Come per il sesso anale, anche la masturbazione femminile è considerata un tabù da parecchie donne, molte delle quali negano di praticarla. Invece, l’autoerotismo è un modo per conoscere meglio il proprio corpo, così da indirizzare il partner su cosa ci piace ricevere di più durante il rapporto sessualee. Inoltre, è anche un momento per concedersi un po’ di intimità con sé stesse, provando piacere con una delicatezza che un uomo non ci potrà mai dare.

Tecniche per la masturbazione femminile. L’autoerotismo femminile consiste nell’accarezzare clitoride e vulva, in genere con il dito più forte della mano, il medio. Per stimolare invece il  punto G, si inseriscono una o più dita, e contemporaneamente può essere accarezzato anche il clitoride. Durante l’autoerotismo la donna può lavorare di fantasia, oppure può concentrarsi esclusivamente su sé stessa. Con la masturbazione la donna impiega, in media, tre minuti a raggiungere l’orgasmo, ma ovviamente il tempo varia soggettivamente.
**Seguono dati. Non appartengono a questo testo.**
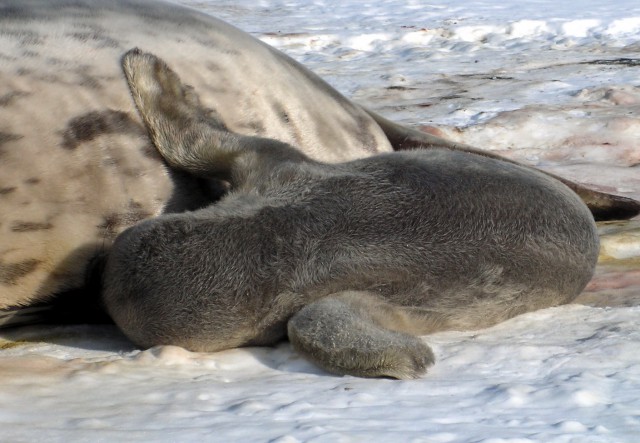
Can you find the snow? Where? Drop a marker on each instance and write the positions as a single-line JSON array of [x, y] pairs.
[[553, 84]]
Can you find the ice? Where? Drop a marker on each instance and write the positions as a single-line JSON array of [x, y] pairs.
[[553, 84]]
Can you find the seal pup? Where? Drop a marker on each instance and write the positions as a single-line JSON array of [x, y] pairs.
[[77, 166], [352, 261]]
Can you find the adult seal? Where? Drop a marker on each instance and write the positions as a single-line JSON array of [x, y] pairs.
[[352, 261], [77, 166]]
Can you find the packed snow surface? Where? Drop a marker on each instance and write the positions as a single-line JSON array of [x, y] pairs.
[[553, 84]]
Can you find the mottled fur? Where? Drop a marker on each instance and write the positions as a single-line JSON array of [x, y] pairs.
[[76, 163], [350, 260]]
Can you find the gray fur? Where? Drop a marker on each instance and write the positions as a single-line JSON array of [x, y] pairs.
[[76, 163], [352, 260]]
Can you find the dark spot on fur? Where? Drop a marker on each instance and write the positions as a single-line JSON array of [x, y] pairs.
[[8, 98], [24, 37], [9, 190], [285, 118], [12, 272], [366, 135], [94, 36], [150, 151], [22, 226], [115, 222], [6, 137], [94, 124], [616, 61]]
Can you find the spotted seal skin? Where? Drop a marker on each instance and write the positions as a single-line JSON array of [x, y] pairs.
[[76, 163], [352, 261]]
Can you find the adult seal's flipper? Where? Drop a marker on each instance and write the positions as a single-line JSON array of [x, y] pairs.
[[603, 206]]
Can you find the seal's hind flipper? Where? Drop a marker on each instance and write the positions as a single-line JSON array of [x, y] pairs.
[[346, 333], [603, 206]]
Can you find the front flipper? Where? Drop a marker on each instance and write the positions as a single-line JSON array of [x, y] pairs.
[[188, 136], [603, 206], [353, 333]]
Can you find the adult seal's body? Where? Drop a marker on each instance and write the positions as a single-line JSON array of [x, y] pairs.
[[352, 260], [76, 163]]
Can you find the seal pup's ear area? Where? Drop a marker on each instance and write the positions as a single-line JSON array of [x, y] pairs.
[[603, 206], [187, 136]]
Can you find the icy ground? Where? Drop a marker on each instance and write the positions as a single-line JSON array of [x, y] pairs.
[[554, 84]]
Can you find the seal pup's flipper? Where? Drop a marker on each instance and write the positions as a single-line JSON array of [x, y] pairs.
[[356, 333], [603, 206]]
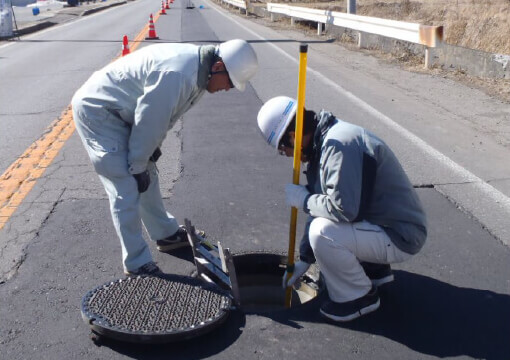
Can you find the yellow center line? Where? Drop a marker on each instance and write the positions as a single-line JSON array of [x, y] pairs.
[[21, 176]]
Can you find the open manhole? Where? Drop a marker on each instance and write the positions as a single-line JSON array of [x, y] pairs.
[[173, 308], [259, 276]]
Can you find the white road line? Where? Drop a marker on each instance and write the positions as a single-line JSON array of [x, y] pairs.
[[465, 174]]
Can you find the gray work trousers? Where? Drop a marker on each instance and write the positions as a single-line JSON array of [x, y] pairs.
[[105, 138]]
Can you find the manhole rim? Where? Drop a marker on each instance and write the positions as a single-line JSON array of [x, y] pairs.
[[100, 326]]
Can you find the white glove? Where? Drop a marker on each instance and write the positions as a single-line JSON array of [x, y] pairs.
[[295, 195], [299, 269]]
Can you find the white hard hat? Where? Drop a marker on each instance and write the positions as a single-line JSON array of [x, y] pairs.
[[240, 60], [274, 118]]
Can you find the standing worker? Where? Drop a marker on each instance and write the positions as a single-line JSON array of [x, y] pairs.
[[123, 113], [363, 211]]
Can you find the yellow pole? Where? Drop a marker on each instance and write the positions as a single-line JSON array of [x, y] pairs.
[[303, 49]]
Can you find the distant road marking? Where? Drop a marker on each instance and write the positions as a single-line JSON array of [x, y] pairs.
[[487, 189], [21, 176]]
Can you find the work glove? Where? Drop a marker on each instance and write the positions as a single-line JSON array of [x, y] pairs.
[[296, 195], [156, 155], [143, 181], [299, 270]]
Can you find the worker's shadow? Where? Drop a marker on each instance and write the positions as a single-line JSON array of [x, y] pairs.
[[433, 318]]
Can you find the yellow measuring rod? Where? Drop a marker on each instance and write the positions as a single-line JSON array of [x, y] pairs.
[[303, 50]]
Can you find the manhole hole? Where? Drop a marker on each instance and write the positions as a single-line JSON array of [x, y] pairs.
[[155, 309], [259, 276]]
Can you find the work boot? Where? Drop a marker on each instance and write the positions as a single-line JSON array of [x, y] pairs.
[[175, 241], [379, 274], [150, 269], [351, 310]]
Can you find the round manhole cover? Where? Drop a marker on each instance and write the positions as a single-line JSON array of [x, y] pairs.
[[155, 309]]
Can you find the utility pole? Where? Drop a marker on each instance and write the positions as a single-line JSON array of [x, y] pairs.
[[351, 6]]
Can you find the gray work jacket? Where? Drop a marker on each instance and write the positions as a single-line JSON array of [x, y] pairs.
[[355, 176], [149, 90]]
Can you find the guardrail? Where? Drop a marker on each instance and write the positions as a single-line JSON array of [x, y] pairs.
[[430, 36], [241, 4]]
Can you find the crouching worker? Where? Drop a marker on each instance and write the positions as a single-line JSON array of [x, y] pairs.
[[123, 113], [363, 211]]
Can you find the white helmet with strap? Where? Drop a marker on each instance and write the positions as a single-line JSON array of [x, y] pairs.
[[240, 61], [274, 118]]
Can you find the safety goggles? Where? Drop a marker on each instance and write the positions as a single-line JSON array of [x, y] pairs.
[[284, 143], [224, 72]]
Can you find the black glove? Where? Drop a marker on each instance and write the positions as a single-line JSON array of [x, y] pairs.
[[143, 180], [155, 155]]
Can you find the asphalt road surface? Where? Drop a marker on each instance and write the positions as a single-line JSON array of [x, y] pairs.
[[450, 301]]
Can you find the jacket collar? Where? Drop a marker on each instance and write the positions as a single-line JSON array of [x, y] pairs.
[[326, 121], [207, 56]]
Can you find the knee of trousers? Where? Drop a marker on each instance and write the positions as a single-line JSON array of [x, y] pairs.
[[324, 241], [319, 242]]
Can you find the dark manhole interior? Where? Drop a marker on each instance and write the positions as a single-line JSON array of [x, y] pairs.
[[259, 277]]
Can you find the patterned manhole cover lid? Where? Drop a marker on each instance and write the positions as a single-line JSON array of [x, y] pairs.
[[155, 309]]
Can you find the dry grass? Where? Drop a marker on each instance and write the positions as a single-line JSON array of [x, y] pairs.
[[476, 24]]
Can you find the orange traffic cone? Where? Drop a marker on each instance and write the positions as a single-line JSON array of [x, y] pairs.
[[125, 46], [152, 30]]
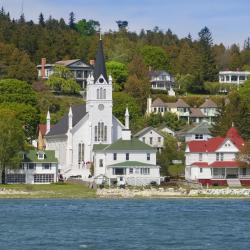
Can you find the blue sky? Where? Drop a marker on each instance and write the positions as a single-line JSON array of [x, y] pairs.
[[228, 20]]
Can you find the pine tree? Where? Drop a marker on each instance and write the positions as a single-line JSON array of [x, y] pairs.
[[41, 20], [72, 20], [209, 71]]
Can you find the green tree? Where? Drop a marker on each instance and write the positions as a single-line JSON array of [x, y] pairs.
[[62, 80], [209, 70], [11, 141], [72, 20], [87, 28], [118, 71], [120, 102], [41, 20], [155, 57], [170, 152], [13, 90]]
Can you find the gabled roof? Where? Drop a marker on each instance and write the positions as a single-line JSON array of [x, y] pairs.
[[217, 164], [31, 156], [146, 130], [67, 62], [209, 104], [235, 137], [158, 103], [181, 104], [196, 112], [156, 73], [228, 164], [42, 128], [211, 145], [61, 127], [129, 145], [208, 146], [131, 164], [100, 68], [202, 128]]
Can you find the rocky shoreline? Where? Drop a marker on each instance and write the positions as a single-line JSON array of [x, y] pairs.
[[172, 192]]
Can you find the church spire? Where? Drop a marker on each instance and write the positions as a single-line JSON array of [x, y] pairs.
[[100, 68]]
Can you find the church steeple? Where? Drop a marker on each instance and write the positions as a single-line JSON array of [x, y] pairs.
[[100, 68]]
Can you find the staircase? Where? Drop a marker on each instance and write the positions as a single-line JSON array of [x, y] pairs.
[[233, 183]]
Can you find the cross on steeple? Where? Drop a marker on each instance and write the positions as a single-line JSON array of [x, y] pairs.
[[100, 33]]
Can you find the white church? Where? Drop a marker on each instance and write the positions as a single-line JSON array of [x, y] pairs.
[[91, 134]]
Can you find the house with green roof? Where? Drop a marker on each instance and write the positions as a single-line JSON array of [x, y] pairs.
[[37, 167], [127, 161]]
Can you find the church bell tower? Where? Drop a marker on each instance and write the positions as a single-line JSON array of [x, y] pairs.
[[99, 101]]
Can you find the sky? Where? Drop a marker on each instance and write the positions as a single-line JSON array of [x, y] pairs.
[[228, 20]]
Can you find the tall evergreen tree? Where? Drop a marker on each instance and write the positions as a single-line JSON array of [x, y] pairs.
[[72, 20], [41, 20], [209, 70]]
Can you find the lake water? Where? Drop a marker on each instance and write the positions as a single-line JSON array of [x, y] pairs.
[[125, 224]]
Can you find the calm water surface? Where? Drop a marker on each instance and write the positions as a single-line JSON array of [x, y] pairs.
[[125, 224]]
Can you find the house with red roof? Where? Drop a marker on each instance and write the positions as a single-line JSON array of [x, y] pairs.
[[213, 161]]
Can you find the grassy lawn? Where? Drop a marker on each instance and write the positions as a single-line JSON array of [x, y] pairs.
[[73, 191]]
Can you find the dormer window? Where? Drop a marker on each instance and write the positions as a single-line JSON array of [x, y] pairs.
[[40, 155]]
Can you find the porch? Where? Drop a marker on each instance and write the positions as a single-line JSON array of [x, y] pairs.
[[230, 173]]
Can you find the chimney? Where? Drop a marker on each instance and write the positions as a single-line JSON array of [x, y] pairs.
[[43, 63], [92, 62]]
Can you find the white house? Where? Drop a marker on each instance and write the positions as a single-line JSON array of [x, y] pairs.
[[79, 133], [80, 70], [233, 77], [201, 132], [151, 137], [213, 161], [127, 161], [37, 167], [161, 80], [206, 112]]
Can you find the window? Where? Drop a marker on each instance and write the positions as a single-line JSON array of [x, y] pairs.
[[244, 171], [80, 153], [43, 178], [119, 171], [101, 132], [198, 137], [40, 155], [234, 78], [15, 178], [151, 140], [148, 156], [145, 171], [127, 156], [219, 156], [101, 163], [31, 166], [200, 156], [242, 78], [79, 74], [46, 166]]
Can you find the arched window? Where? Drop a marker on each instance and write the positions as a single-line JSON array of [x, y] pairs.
[[101, 132], [104, 93], [101, 93], [80, 153], [98, 94]]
Si può cercare di ritardare l’orgasmo, variando e rallentando il ritmo della stimolazione. Alcune donne durante l’orgasmo hanno uno squirting, espellendo una certa quantità di liquido dalla vagina.

La masturbazione femminile può essere effettuata solo con l’aiuto delle mani, oppure con alcuni oggetti. Un metodo abbastanza utilizzato è la stimolazione attraverso il getto d’acqua della doccia, puntato direttamente sulla vagina. Esistono poi diversi sex toys appositi, come vibratore e dildo. Alcune donne riescono a raggiungere l’orgasmo senza toccarsi, sfregandosi su qualcosa su cui sono sedute, oppure contraendo i muscoli della zona pelvica, ma in questo caso serve una grandissima concentrazione.